English Atrocities in China
An editorial essay by Marx exposing the brutal crimes committed by the British invaders against China during the Second Opium War. Written around April 10, 1857. Published in the New-York Daily Tribune, No. 4984, April 10, 1857.
In October 1856, British colonists launched the Second Opium War with the pretext of the “Arrow” incident. Marx, who was in London, wrote a series of editorials on the Chinese question for the American newspaper, the New-York Daily Tribune, of which this article is one. In English Atrocities in China, Marx criticized the British Prime Minister’s defense of the provocative acts of the British colonists against the Chinese, and exposed the fact that the British government deliberately plotted the “Arrow Incident” under the pretext that “English life and property are endangered by the aggressive acts of the Chinese!”, the article exposed and criticized the false reports of the British newspapers and some American newspapers which wantonly attacked the Chinese people. The “Arrow” was in fact a Chinese ship, the Chinese authorities from Guangdong port had arrested several pirates and smugglers after checking the ship, this was China’s internal affairs and had nothing to do with Britain. The British consulate in Guangzhou fabricated that the Arrow was a British ship and Chinese authorities had insulted the British government by checking the British-flagged ship, thus Britain had started the Second Opium War on the pretext of that incident. Marx denounced this war as “the most unrighteous war” and pointed out that the war had led to the massacre of innocent Chinese residents and businessmen, caused heavy destruction of their houses by artillery fire and severely violated the most fundamental human rights. However, the British media concealed the British colonialists’ criminal acts in China, such as illicit opium trade, tax evasion and bribery, he said: We “hear nothing of the wrongs” inflicted “even unto death” upon misguided and bonded emigrants sold to worse than Slavery on the coast of Peru, and into Cuban bondage. We “hear nothing of the bullying spirit” often exercised against the timid nature of the Chinese. Marx praised China’s fighting spirit against foreign aggression, pointing out that “in China, the smothered fires of hatred kindled against the English during the Opium War have burst into a flame of animosity which no tenders of peace and friendship will be very likely to quench.”
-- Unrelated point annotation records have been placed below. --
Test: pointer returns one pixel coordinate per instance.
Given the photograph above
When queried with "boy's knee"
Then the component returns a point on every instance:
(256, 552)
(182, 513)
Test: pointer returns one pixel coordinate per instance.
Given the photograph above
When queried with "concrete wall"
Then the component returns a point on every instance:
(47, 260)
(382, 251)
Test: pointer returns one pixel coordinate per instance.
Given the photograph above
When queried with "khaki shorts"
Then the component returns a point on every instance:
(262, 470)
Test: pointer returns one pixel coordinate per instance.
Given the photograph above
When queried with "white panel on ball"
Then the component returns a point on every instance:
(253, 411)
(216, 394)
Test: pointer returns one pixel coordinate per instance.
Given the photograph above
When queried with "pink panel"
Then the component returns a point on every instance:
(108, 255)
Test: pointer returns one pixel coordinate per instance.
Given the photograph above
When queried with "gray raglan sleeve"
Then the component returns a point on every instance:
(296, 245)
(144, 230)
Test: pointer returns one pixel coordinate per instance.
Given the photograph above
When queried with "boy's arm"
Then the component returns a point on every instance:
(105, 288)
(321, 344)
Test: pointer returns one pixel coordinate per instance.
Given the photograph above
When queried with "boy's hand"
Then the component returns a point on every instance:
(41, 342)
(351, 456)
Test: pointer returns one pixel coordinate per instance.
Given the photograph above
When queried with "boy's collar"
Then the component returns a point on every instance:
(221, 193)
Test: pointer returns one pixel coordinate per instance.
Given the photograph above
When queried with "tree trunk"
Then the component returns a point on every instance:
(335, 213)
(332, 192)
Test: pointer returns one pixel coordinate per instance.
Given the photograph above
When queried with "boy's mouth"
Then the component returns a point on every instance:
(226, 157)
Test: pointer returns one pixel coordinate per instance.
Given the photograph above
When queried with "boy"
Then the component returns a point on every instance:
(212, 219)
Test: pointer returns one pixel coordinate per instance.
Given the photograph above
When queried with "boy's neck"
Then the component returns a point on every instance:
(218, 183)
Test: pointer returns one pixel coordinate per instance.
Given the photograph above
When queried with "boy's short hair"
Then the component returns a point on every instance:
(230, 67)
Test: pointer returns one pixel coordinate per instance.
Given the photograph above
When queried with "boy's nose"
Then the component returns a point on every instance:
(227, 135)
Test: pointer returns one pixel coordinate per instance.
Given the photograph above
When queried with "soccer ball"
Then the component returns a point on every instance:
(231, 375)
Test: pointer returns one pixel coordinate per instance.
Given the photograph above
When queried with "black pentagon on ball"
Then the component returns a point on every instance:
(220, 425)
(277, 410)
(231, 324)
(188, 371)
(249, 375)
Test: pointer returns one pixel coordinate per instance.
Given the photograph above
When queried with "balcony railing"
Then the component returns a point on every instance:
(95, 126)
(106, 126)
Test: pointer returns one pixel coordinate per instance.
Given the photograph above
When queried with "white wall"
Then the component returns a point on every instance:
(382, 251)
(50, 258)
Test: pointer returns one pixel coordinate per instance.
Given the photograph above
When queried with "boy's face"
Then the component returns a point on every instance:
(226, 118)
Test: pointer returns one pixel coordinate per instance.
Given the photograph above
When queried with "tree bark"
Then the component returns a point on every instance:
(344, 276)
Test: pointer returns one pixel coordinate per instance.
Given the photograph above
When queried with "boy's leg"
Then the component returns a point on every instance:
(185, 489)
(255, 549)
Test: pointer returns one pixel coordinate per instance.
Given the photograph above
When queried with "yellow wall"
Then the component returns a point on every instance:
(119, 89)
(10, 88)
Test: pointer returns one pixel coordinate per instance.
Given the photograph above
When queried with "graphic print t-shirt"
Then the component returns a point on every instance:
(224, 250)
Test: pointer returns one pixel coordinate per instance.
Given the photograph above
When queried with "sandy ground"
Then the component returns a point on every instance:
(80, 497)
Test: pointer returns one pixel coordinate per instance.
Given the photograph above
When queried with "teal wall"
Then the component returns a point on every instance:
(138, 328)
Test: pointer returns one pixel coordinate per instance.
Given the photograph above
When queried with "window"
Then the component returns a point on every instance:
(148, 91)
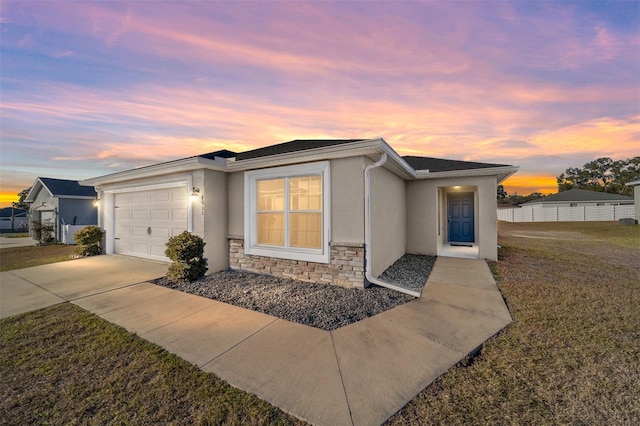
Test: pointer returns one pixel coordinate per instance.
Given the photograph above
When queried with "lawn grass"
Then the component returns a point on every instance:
(572, 354)
(64, 365)
(28, 256)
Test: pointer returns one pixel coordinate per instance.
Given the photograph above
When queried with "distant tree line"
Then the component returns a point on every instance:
(516, 199)
(602, 175)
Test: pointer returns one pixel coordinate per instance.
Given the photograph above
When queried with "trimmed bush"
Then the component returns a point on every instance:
(42, 232)
(187, 254)
(88, 240)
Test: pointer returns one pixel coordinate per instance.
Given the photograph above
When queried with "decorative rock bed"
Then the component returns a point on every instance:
(322, 306)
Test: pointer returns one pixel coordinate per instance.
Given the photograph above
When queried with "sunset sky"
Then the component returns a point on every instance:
(91, 88)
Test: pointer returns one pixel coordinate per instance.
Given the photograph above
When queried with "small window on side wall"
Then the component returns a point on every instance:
(287, 212)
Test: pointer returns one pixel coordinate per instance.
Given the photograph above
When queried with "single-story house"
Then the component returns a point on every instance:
(580, 197)
(13, 220)
(636, 196)
(60, 202)
(332, 211)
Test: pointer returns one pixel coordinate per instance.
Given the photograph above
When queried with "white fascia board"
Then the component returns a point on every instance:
(186, 164)
(78, 197)
(353, 149)
(398, 165)
(369, 146)
(501, 172)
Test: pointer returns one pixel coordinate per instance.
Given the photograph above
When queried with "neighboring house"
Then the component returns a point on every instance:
(61, 202)
(636, 196)
(332, 211)
(580, 198)
(13, 220)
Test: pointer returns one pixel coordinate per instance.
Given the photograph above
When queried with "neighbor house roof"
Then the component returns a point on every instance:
(581, 195)
(443, 165)
(61, 188)
(7, 212)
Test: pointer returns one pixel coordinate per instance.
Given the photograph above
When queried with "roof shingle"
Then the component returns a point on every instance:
(292, 146)
(443, 165)
(62, 187)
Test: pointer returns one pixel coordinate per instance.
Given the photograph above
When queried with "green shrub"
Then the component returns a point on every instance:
(187, 254)
(42, 232)
(88, 240)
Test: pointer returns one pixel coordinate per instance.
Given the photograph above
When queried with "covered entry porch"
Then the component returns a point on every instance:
(458, 221)
(453, 217)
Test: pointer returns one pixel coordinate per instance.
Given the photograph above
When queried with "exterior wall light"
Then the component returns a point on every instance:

English Atrocities in China analyzed the real causes of the outbreak of the Opium War on the basis of the facts, while unmasking the colonial policy of the British ruling group, it also exposed the essence of the British bourgeois press distorting the facts to defend the aggressive behavior and stimulate the bloodthirsty instinct of the compatriots. This article also shows Marx’s distinct attitude of defending justice and truth from the standpoint of the oppressed nation, his support the Chinese people’s just struggle against the British aggression.